The pancake tortoise is found in rocky scrub in southern Kenya and northern and eastern Tanzania. Its name comes from the shape of its shell, which is flattened and flexible. Unlike most tortoises, which pull their limbs into their shell when threatened, the pancake runs for cover. It’s thought to be the fastest tortoise species alive!
A relatively small species, the upper shell (carapace) reaches a maximum length of 17.8 cm (7 inches). They live in loose groups around piles of rock, and their unique shape enables them to hide in the crevices in these rocks when trouble threatens. They also use these crevices to regulate their body temperature during the heat of the African day; in fact, although they don’t hibernate they do aestivate – which is the same thing, but to escape heat rather than cold.
Wild populations are in decline due to the deadly combination of habitat loss and collection for the pet trade; it’s more important than ever to make sure that you only buy true captive bred specimens. These should be microchipped and accompanied by the relevant Article 10 paperwork.
Pancakes are one of the few arid habitat tortoises that thrive in vivariums, although a well set-up tortoise table would be fine for them as well. They need a good source of UVB and a basking area large enough for them to expose their whole shells to the hot spot, rather than just a small area. They are also happy to live in groups, unlike many other species.
Feeding is relatively simple for them as long as you follow a few common sense rules. They do very well on a weed based diet, high in fibre and calcium, low in protein and phosphorous. Avoid fruit, and any greens high in oxalic acid (such as spinach) or goitrogens – chemicals that cause gout (most of the brassica family, cabbages, kale and so on). These food items are fine as a treat, but should be avoided on a regular basis. Plain calcium should be dusted on every feed, with a good quality multivitamin/multimineral powder added twice a week. Pancake tortoises feed enthusiastically, and seem to prefer to eat in the morning; they like to spend most of the day tucked up in their hides, but once they’re settled they will emerge to investigate whenever anyone comes near their home.

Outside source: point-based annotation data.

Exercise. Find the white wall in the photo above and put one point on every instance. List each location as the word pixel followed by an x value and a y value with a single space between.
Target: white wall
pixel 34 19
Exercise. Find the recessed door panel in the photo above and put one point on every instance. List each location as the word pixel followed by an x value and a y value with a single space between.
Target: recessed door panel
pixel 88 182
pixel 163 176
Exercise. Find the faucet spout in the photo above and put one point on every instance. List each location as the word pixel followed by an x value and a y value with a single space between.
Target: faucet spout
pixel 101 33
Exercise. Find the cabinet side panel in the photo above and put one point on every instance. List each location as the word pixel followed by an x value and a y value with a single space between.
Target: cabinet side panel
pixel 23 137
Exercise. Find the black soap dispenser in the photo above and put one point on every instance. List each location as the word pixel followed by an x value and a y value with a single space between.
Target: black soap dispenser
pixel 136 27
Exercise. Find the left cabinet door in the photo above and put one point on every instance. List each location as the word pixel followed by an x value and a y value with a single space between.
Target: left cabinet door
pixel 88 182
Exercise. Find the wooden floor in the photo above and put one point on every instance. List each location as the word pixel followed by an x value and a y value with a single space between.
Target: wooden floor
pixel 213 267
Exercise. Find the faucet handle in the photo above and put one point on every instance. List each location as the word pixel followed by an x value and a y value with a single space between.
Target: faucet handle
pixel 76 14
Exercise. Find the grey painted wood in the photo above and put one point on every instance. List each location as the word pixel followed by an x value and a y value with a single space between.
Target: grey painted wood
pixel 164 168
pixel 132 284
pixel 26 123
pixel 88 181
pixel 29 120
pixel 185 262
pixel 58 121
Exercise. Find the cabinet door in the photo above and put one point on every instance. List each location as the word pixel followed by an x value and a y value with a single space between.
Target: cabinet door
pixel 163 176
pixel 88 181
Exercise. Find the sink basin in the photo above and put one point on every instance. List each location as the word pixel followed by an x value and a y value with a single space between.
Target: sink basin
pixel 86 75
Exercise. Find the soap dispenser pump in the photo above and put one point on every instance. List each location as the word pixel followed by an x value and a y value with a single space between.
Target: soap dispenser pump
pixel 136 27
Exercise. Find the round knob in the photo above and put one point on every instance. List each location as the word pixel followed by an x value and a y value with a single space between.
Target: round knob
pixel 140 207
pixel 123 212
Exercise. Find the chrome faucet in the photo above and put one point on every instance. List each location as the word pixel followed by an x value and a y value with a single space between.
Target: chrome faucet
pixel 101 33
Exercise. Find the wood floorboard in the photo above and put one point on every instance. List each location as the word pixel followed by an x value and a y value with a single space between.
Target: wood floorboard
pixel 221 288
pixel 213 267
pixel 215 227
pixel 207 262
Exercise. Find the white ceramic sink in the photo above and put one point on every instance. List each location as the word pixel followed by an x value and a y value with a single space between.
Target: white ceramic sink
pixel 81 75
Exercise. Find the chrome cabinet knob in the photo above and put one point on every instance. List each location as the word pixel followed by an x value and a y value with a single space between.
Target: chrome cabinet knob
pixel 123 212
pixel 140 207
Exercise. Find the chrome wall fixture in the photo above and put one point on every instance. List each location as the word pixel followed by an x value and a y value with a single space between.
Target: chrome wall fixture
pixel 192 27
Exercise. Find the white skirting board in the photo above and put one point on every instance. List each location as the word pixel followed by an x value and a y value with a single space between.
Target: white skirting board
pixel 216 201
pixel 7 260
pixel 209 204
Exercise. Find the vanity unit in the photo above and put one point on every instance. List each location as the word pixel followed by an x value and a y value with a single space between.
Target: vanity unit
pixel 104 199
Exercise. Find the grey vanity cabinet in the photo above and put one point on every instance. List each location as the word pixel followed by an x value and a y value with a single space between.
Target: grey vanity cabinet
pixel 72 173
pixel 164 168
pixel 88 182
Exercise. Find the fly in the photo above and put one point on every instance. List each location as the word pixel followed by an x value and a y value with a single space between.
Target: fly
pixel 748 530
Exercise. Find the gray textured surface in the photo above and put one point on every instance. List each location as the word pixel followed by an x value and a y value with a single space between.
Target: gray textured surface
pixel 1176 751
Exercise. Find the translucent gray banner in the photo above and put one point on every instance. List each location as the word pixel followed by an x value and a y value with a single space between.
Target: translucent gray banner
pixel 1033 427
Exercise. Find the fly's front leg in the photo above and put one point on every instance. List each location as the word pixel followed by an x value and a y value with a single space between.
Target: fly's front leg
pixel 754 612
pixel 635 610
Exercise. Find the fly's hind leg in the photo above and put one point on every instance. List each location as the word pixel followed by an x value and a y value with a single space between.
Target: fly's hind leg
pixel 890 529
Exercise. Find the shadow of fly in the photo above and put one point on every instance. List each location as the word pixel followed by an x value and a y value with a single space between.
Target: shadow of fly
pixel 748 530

A word of warning – pancake tortoises are phenomenal climbers! They are adapted to spend their days scrambling around huge piles of sun warmed rock, so any open topped enclosure must have either a large overhanging lip or a mesh cover. Their flexible shell and long limbs allow them to flip themselves over much faster than more normal shaped species, another adaptation to help them cope with the inevitable falls that come with their acrobatic lifestyle.
Because of their unique shape, female pancakes lay one – or very occasionally two – eggs at a time, although they can do this up to five times in a season. They have an extremely variable incubation period; three to six months!